Posted by ESC on November 25, 2005

In Reply to: Long way to the back door posted by Fran on November 25, 2005

: Has anyone ever heard the phrase. The long way to the back door? Or maybe its the long way to the barn door? I think it basically means taking the long way, when you could have done it much faster or easier etc..

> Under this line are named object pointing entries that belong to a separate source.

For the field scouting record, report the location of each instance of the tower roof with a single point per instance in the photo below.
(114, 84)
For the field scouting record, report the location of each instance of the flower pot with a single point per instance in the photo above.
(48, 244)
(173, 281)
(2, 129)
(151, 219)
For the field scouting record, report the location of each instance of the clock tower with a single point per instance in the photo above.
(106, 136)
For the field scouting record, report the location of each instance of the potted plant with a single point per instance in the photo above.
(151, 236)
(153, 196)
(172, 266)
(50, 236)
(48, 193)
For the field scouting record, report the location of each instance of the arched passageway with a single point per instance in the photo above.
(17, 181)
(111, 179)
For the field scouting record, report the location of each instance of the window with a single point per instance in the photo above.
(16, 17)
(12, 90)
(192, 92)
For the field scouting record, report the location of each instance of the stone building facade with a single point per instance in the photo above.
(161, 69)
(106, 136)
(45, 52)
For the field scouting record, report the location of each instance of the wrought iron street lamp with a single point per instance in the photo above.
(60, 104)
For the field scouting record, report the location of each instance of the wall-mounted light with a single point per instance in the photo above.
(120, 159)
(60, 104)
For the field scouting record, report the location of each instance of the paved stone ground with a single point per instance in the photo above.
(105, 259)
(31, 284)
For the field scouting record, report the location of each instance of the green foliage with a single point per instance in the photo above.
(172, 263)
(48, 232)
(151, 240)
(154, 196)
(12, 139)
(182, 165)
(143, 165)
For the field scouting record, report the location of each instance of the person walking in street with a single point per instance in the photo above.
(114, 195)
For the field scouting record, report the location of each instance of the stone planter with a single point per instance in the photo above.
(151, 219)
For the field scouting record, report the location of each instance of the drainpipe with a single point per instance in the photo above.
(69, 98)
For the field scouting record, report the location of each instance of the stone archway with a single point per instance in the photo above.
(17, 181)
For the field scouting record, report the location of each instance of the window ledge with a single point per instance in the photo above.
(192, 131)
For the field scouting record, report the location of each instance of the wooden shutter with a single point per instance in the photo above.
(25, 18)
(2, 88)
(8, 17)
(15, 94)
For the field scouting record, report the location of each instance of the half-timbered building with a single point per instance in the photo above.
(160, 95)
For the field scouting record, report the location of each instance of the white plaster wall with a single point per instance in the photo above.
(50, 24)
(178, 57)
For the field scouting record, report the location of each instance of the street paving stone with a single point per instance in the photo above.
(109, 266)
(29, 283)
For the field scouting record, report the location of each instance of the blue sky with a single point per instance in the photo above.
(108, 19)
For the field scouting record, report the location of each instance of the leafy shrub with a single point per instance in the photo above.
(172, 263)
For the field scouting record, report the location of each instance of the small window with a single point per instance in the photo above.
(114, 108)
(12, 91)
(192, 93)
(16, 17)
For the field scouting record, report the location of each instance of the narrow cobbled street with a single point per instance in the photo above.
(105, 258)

It makes me think of a frequent theme in the newspaper comic, "Family Circus." A parent sends one of the children to get something, etc., and he takes the long (scenic) route. See members.aol.com/ jsforbes/blair.jpg

And it puts me in mind of this phrase:

ALL AROUND ROBIN HOOD'S BARN - "Robin Hood (or 'Robert of the wood,' as some have explained the name) may have been altogether a legendary figure or may have actually existed. No one knows. The earliest literary reference to him is in Langland's 'Piers Plowman,' written about 1377. He may have lived, according to some light evidence, toward the latter part of the twelfth century. But Robin Hood's house was Sherwood Forest; its roof the leaves and branches. His dinner was the king's deer; his wealth the purses of hapless travelers. What need had he of a barn, and how was it laid out if to go around it means, as the use of the phrase implies, a rambling roundabout course? The explanation is simple. He had no barn. His granary, when he had need of one, was the cornfields of the neighborhood. To go around his barn was to make a circuitous route around the neighborhood fields." From A Hog on Ice (1948, Harper & Row) by Charles Earle Funk. This is one in a series of four books by Mr. Funk now available in one volume.